JEUDIG’ #43 // Renata Rosa, alchimiste de la tradition brésilienne

Aujourd’hui, je dig Zunido Da Mata (2002) de Renata Rosa.

 

Le Nordeste à São Paulo, musique rurale en ville

Renata Rosa a beau grandir dans l’agglomération de Sao Paulo, elle puise ses influences dans le Brésil rural. Enfant, elle grandit dans le quartier du Brás, un quartier ouvrier rempli d’usines dans lesquelles travaillent de nombreux immigrés de la région du Nord-Est brésilien, le Sertão : « arrière-pays », littéralement.

Son père, poète et musicien, l’amène à fréquenter ces ouvriers paysans et musiciens qui pratiquent le « repente ».  Des joutes poétiques musicales caractéristiques de la région, issues des troubadours européens via les colons Portuguais et Espagnols. Improvisées et en vers, elles sont considérées aujourd’hui comme l’ancêtre du rap.

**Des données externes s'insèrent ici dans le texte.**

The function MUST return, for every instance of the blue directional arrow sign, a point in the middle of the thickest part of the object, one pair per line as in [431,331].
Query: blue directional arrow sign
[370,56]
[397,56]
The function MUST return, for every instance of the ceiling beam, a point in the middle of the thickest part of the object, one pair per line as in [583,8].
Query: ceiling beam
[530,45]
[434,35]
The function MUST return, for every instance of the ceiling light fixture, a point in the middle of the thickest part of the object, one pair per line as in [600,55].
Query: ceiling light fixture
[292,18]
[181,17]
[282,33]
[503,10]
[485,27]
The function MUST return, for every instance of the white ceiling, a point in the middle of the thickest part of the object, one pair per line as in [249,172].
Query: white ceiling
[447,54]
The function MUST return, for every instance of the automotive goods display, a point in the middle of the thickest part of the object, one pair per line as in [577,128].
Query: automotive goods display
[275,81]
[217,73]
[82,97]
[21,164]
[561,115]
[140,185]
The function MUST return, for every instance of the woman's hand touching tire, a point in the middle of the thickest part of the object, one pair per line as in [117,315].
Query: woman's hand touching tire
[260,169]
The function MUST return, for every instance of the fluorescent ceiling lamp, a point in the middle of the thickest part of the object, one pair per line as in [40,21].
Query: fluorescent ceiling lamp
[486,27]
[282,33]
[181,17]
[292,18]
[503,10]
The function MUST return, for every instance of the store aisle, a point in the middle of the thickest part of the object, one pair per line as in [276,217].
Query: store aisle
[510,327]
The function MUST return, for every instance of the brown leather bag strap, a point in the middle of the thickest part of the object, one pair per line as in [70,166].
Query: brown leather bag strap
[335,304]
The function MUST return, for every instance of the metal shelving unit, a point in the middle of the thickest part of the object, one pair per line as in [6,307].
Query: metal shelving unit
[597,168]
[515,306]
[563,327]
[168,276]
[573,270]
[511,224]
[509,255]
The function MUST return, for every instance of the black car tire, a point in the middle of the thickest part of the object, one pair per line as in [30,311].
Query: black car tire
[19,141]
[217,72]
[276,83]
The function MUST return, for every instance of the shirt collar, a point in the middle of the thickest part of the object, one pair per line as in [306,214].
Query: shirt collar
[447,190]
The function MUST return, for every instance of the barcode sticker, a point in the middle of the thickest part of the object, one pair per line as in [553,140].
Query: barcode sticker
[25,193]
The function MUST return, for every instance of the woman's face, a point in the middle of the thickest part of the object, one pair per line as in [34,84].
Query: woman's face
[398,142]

Adolescente, Renata est initiée aux rituels chamaniques des Indiens Kariri-Xocó qu’elle rencontre un été, puis retourne voir chaque année, s’inspirant de leurs chants polyphoniques pour ses futures chansons. Les belles rencontres s’enchaînent ensuite : alors qu’elle étudie la musique à l’université, elle part sur les routes avec l’un des musiciens contemporains brésiliens les plus novateurs, Sérgio Roberto Veloso de Oliveira alias Siba. Il lui transmet sa pratique du « rebec« , ancêtre médiéval du violon né au Maghreb et utilisé dans la musique nordestine dont elle est aujourd’hui l’une des seules femmes à jouer et à l’utiliser sur scène comme dans ses albums.

 

Samba de côco et co.

Zunido Da Mata est son premier album – elle en totalise 3 aujourdhui – alors qu’elle est installée dans l’état nordestin du Pernambuco (Pernambouc), dont la capitale est Recife. Avec cet album, elle s’inscrit dans la lignée de la nouvelle génération de musiciens brésiliens qui travaillent au corps le syncrétisme brésilien, mélange des cultures africaines, indigènes et européennes.

De ses influences variées elle tire un style musical unique. Rurales et urbaines, médiévales et contemporaines ; entre polyphonies complexes, violon rebec et joutes repente, le tout guidé par une voix puissante, toute en vibratos, influencée par l’étude des chants incantatoires des femmes caboclas (métis). Une belle réactualisation de la musique traditionnelle de ce « pays-monde » qu’est le Brésil, qui « n’est pas figée » mais « en constante transformation », comme elle le répète.

 

Une présence scénique rare

Comme dans la samba de côco des bals populaires, l’un des nombreux styles musicaux qu’elle convoque sur scène, dont le rythme syncopé, marqué avec les pieds, transforme le sol en percussion, Renata Rosa n’imagine pas la musique sans la danse.

Aussi, quand elle traverse l’Europe ou les Amériques pour ses tournées, elle envoûte de sa présence scénique lumineuse. Esméralda moderne tournoyant dans ses larges jupons colorés, elle entraîne son public avec elle dans une transe contagieuse. De la tête, ce visage angélique et souriant toujours auréolé de foulards ; aux pieds, nus, comme pour mieux se laisser traverser par cette musique venue d’un ailleurs lointain – autant sur la carte que dans le temps – qu’elle semble porter dans son sang. Héritage chevillé au corps et à l’âme, dont assurément – au delà des nombreux prix venus couronner son travail – elle a su se montrer digne. Renata, une puissance de louve doublée d’une grâce de félin.